In 2005, for instance, the state received only 88 per cent of usual rainfall, the lowest in the past five years. As a result, the agriculture sector saw de-growth of nearly 14 per cent, with per capita income, falling 1.5 per cent. That was the year Lalu Prasad's Rashtriya Janata Dal (RJD) lost power in Bihar, after an uninterrupted run of 15 years. Bihar voted twice in 2005 to elect MLAs. The February elections threw a hung assembly but elections held in October-November resulted in heavy reverses for the incumbent. The people perhaps felt the real impact of the fall in farm production in the second half of the year.
"To say a fall in agriculture production alone led to the kind of election verdict we had, will be too simplistic, since electoral outcome is dependent on many variables. But a farm fall would have contributed to rural distress. It would have impacted the subsistence of a large number of people living in rural areas, as fall in agriculture production tends to push up prices of food items. As there is a lack of an alternative, a depressed agricultural sector tends to have a cascading effect," argues N K Chaudhary, economist and former principal of Patna College.
Incidentally, in 2010, when Bihar went for assembly elections, was a drought year, too, as the state received only 67 per cent of the normal rainfall, the lowest since 2001. But there was no resultant fall in farm output. The sector, in fact, grew by a whopping 20 per cent in 2010-11. The incumbent, Nitish Kumar of Janata Dal (United), this time in coalition with the Bharatiya Janata Party, came back to power with a thumping majority.

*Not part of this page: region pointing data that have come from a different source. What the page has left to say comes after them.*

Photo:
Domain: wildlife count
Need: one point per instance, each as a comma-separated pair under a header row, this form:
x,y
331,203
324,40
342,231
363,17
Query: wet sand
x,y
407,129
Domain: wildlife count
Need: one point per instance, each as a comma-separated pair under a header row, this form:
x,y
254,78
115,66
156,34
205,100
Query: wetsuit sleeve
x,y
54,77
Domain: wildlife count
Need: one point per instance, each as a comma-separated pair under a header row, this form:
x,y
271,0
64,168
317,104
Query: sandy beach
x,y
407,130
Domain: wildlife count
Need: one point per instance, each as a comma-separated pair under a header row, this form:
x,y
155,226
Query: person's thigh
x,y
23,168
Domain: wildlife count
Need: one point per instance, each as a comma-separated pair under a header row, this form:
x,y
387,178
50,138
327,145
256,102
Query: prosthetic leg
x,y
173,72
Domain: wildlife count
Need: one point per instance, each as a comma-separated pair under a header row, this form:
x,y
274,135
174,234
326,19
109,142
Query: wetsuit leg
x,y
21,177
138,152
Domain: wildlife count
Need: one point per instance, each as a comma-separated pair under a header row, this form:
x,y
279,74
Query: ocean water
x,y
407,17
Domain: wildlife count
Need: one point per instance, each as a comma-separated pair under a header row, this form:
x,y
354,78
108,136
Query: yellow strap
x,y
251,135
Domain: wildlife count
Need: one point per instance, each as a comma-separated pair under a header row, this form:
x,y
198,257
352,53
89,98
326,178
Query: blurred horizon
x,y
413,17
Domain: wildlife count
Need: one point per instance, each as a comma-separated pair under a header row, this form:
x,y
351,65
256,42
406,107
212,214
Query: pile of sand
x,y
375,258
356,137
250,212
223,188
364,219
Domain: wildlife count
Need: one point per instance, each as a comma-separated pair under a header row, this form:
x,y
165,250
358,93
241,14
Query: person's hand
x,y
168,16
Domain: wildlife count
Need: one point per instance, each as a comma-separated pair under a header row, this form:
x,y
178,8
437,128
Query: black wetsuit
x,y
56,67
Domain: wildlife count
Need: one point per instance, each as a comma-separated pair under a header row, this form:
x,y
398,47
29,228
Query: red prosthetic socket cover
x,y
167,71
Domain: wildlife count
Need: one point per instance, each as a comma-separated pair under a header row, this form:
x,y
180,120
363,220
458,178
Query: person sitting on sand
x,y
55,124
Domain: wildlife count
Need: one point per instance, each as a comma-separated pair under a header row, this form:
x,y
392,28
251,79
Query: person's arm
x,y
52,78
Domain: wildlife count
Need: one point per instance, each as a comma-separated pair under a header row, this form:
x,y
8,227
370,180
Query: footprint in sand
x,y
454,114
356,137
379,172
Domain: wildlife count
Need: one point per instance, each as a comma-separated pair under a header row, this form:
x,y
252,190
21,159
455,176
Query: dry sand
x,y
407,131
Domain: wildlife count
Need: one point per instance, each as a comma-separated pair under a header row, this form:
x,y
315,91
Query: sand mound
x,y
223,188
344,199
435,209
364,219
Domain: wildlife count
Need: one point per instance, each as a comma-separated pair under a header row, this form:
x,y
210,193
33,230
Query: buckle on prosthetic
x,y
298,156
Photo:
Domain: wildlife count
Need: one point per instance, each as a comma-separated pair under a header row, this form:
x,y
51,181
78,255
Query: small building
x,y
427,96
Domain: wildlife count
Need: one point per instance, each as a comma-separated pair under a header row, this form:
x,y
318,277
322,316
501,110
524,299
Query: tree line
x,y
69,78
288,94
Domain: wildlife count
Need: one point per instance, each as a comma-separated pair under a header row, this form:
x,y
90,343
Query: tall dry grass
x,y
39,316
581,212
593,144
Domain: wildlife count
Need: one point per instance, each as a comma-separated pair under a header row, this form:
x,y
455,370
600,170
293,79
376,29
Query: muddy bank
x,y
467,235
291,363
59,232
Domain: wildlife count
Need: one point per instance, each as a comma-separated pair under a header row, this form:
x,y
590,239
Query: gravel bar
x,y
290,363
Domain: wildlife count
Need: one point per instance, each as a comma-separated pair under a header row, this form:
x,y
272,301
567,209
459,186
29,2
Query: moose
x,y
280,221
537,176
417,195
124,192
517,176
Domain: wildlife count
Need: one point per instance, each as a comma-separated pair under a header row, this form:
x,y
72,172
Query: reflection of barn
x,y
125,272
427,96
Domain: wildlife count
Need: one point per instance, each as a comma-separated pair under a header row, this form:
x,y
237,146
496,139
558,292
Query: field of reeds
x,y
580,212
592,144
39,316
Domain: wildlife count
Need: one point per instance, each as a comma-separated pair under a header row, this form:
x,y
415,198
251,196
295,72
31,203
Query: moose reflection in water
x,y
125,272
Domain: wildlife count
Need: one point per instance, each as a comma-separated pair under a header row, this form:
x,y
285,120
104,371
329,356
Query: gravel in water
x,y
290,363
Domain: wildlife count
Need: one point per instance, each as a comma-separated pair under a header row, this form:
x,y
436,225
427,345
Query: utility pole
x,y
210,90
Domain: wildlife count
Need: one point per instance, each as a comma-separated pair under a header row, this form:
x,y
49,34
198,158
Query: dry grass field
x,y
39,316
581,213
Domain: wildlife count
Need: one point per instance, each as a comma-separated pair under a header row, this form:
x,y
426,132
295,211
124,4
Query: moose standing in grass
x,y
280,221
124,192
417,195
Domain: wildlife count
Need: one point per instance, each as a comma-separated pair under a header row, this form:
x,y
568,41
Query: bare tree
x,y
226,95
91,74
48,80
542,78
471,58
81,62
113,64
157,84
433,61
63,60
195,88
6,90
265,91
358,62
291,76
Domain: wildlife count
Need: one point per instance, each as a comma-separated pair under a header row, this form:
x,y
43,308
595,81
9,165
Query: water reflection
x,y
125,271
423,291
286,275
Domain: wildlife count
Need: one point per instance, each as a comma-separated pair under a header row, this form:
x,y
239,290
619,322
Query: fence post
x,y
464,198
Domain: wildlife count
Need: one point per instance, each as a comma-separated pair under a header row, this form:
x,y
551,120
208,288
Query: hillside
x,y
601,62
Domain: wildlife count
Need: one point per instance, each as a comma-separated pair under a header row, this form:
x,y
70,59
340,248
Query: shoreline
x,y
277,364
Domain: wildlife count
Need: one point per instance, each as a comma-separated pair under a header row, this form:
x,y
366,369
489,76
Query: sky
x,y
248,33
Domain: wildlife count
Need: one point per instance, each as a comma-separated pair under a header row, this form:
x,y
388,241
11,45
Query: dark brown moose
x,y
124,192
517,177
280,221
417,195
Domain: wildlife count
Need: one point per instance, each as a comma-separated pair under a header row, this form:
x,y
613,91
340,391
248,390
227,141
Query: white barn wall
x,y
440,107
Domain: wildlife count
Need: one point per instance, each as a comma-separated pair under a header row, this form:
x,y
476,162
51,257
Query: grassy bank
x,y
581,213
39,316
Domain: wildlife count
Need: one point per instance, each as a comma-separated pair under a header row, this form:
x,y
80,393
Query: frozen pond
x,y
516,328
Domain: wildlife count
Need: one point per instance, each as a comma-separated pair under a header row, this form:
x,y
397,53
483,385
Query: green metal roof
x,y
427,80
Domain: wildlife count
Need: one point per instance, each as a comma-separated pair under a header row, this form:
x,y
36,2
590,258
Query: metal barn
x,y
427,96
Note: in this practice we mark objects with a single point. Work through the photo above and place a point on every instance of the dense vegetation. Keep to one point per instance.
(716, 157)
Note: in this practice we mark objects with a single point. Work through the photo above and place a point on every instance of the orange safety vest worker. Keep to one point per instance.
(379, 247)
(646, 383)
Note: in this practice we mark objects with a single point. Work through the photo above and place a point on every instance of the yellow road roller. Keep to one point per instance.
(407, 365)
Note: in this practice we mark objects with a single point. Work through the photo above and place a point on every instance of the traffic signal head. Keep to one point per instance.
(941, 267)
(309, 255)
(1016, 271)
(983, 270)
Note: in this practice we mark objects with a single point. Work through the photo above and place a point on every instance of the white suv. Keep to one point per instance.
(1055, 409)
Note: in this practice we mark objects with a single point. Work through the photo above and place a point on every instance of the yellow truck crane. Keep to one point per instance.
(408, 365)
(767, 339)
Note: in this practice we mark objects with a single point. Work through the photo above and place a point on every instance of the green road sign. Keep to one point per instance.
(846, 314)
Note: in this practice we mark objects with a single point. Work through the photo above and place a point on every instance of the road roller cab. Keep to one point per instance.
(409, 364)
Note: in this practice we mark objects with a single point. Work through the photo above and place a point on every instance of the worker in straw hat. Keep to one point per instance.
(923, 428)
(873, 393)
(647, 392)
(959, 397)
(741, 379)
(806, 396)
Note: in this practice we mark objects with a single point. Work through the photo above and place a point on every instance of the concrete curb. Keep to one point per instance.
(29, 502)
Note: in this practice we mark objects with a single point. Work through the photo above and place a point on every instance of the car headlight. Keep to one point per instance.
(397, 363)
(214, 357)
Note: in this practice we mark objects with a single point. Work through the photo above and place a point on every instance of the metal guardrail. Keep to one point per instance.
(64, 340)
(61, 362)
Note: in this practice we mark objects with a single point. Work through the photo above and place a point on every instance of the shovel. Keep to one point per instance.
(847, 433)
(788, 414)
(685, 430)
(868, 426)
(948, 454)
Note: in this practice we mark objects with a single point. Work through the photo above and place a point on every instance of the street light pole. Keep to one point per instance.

"The depressed economic condition in rural Bihar forces people to migrate. It is the group consisting of small farmers and landless labour, which sends more people outside the state. In political terms, this group is more likely to vote for non-NDA (National Democratic Alliance led by the BJP) parties. A Dip in farm production means likely loss of votes for Lalu or Nitish due to migration of their likely supporters," observes Rakesh Ranjan of Patna University who has been associated with the Centre for the Study of Developing Societies (CSDS) and has been doing election surveys for many years now.
Incidentally, in the 2014 Lok Sabha elections, of the nine seats that non-NDA parties won in the state, eight received much more than the average rainfall, both in 2013 and 2014. It could, then, be safely assumed that the farm sector would have done well in those areas.